Drame intimiste maquillé en série B, étude de mœurs grimée en film de gangsters, Gloria est une merveille. De celles qui vous interpellent, vous empoignent et vous hantent longtemps après visionnage. Lion d'Or à Venise, c'est aussi et surtout le rejeton d'une étrange succession de malentendus. Cassavetes l'a souvent répété : il considérait cette œuvre comme une «anomalie» dans sa filmographie. Tourné dans la foulée de Meurtre d'un bookmaker chinois et Opening Night (qui malgré leurs qualités célestes furent deux échecs cuisants), Gloria ne devait à l'origine par être réalisé par Cassavetes. Il en avait simplement écrit le scénario à des fins alimentaires. Couvert de dettes et contraint de bosser pour payer ses factures, le cinéaste accepte de fricoter avec un grand studio (la Columbia) histoire de se refaire une santé. Pour lui, cela équivaut à vendre son âme au Diable.
Suprême ironie, ce déséquilibre forcé fait toute la beauté chahutée de Gloria. Au prime abord, Cassavetes semble aller à contre-courant de ce qui n'a jamais cessé de définir son art. L'indépendance à tout prix, l'improvisation comme moteur créatif et le geste instinctif sont laissés de côté au profit d'une courbe scénaristique plus balisée, plus structurée. En apparence seulement. Car à mesure que les séquences s'enchaînent, la relation exclusive qui lie cette ancienne call-girl à son petit voisin de sept ans finit par prendre le pas sur tout le reste. Mélange de trivialité et de drôlerie, de délicatesse et de tragédie, la trame de Gloria est à l'image de la vie. Celle de ses protagonistes. Celle du cinéaste. Et de la notre aussi. Imprévisible, bordélique surprenante, poétique. Elle porte le sceau de Cassavetes du premier au dernier plan.
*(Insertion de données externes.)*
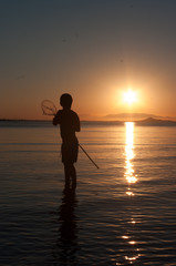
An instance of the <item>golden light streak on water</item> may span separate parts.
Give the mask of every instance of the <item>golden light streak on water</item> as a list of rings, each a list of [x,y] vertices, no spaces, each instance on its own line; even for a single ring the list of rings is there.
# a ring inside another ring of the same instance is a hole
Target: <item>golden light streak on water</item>
[[[134,173],[132,160],[134,158],[134,123],[133,122],[126,122],[126,145],[125,145],[125,178],[128,184],[134,184],[137,182],[137,177]],[[133,192],[126,192],[127,195],[133,196]]]

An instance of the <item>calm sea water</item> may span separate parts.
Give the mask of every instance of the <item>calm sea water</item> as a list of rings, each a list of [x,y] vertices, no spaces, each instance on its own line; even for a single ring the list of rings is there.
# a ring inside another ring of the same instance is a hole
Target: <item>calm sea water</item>
[[[0,124],[0,265],[176,265],[176,127],[83,123],[63,193],[59,129]]]

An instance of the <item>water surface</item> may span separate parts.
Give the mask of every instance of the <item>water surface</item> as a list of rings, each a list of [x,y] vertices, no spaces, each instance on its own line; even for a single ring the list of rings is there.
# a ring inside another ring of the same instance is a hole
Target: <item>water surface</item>
[[[0,265],[176,265],[176,127],[82,123],[63,193],[59,129],[1,122]]]

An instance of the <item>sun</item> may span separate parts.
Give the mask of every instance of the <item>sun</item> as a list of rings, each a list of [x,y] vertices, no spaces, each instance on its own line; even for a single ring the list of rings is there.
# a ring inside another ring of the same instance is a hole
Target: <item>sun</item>
[[[132,104],[134,102],[136,102],[137,98],[136,98],[136,92],[134,91],[126,91],[123,93],[123,100],[125,103],[127,104]]]

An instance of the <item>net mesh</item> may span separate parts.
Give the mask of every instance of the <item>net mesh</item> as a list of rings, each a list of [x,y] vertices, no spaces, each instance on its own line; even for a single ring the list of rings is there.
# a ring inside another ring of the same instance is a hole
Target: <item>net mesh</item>
[[[44,100],[41,103],[41,108],[44,115],[55,115],[56,114],[56,108],[53,102],[50,100]]]

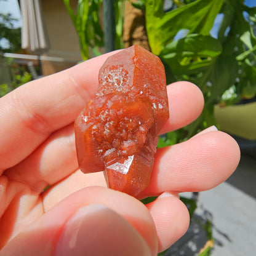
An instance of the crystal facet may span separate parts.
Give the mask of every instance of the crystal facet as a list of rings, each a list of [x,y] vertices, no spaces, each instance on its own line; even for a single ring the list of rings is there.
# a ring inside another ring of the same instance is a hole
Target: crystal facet
[[[78,163],[103,171],[108,187],[134,196],[148,185],[158,134],[169,118],[164,66],[135,45],[110,57],[75,122]]]

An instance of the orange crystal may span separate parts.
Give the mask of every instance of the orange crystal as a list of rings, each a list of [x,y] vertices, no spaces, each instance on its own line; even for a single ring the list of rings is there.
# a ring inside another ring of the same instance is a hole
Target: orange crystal
[[[109,188],[137,196],[148,184],[158,134],[168,118],[160,59],[138,45],[110,57],[94,100],[75,122],[80,169],[103,171]]]

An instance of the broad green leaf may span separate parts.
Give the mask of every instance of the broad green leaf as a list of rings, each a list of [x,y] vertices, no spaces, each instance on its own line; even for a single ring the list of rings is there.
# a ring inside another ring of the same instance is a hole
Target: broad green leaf
[[[207,105],[220,100],[221,95],[234,84],[238,72],[238,66],[233,55],[222,54],[215,60],[209,81],[212,84]]]
[[[68,14],[71,18],[73,23],[74,25],[76,23],[76,15],[74,13],[74,11],[73,10],[73,9],[70,6],[70,0],[63,0],[63,1],[64,1],[65,6],[66,6],[66,9],[68,12]]]
[[[218,40],[210,36],[193,34],[169,43],[159,56],[172,71],[178,75],[209,66],[221,53]]]
[[[146,28],[152,52],[159,54],[182,29],[209,34],[223,1],[198,0],[166,14],[162,1],[146,1]]]

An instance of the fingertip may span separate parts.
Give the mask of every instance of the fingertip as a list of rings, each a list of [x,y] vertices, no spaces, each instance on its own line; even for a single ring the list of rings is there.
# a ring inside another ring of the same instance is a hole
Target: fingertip
[[[188,211],[176,193],[169,192],[164,192],[147,207],[156,227],[159,252],[162,252],[186,232],[190,224]]]
[[[142,236],[121,215],[102,204],[79,209],[65,225],[56,256],[150,255]]]

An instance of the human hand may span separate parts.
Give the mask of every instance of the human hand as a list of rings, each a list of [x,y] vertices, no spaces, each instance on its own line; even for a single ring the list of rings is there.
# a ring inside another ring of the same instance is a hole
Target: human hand
[[[211,127],[158,150],[138,198],[159,196],[148,205],[106,188],[102,172],[82,174],[73,122],[93,98],[110,54],[0,98],[0,255],[156,255],[188,228],[178,193],[209,190],[235,170],[237,143]],[[168,86],[167,93],[170,119],[162,133],[194,120],[204,104],[187,82]]]

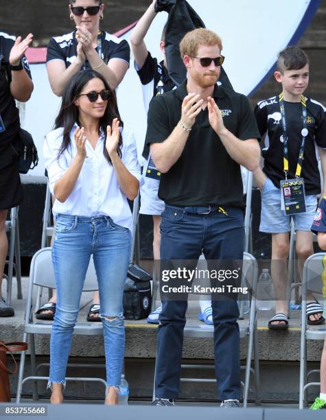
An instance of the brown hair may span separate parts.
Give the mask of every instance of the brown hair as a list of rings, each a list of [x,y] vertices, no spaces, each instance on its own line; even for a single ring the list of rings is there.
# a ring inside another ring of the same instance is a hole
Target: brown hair
[[[299,70],[309,64],[309,58],[299,47],[287,47],[277,58],[277,69],[282,74],[286,70]]]
[[[222,51],[222,40],[213,31],[200,27],[188,32],[180,43],[181,58],[185,56],[196,56],[199,45],[218,45]]]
En fait avec Gloria, Big John marche un peu sur les pas de celui dont il fut le professeur & mentor: à savoir Martin Scorsese. Sur le papier, c'est bien un film de mafia tourné à New York. Sauf qu'ici, nous ne sommes pas chez Marty, loin de là. Nous ne sommes pas non plus chez Francis Ford Coppola. Abhorrant toute forme de violence, Cassavetes se refuse à immortaliser les gangsters dans une pénombre magnifiée comme s'il s'agissait de valeureux soldats de la Rome Impériale, à l'image des membres du Clan Corleone. Ils n'ont ni le swag, ni la gouaille, ni le mysticisme chevillé au corps et ô combien photogénique des «wiseguys» façon Mean Streets, Goodfellas ou Casino. Sous l'œil de l'auteur de Shadows et Faces, ils sont juste ridicules, veules, médiocrement anecdotiques. Des bêtes sauvages perpétuellement mises sur la touche. Des petites frappes sans envergure, de simples larbins, une horde de vautours ruisselant de sueur et gras du bide. Comme toujours avec Cassavetes, seule compte la vérité, la puissance de l'inattendu, la magie de la démerde et la pureté des rapports humains. Dans Gloria, les flingues crachent leur poudre sans que ne coule une seule goutte de sang. Les crimes sont filmés hors-champ, le réalisateur préférant se focaliser sur l'avant et sur l'après. Le long-métrage évoque une longue ligne de fuite, une ode à la survie scrutée caméra à l'épaule sur le béton armé de Big Apple. Entre rames de métro bondées, bars enfumés et chambres d'hôtel impersonnelles.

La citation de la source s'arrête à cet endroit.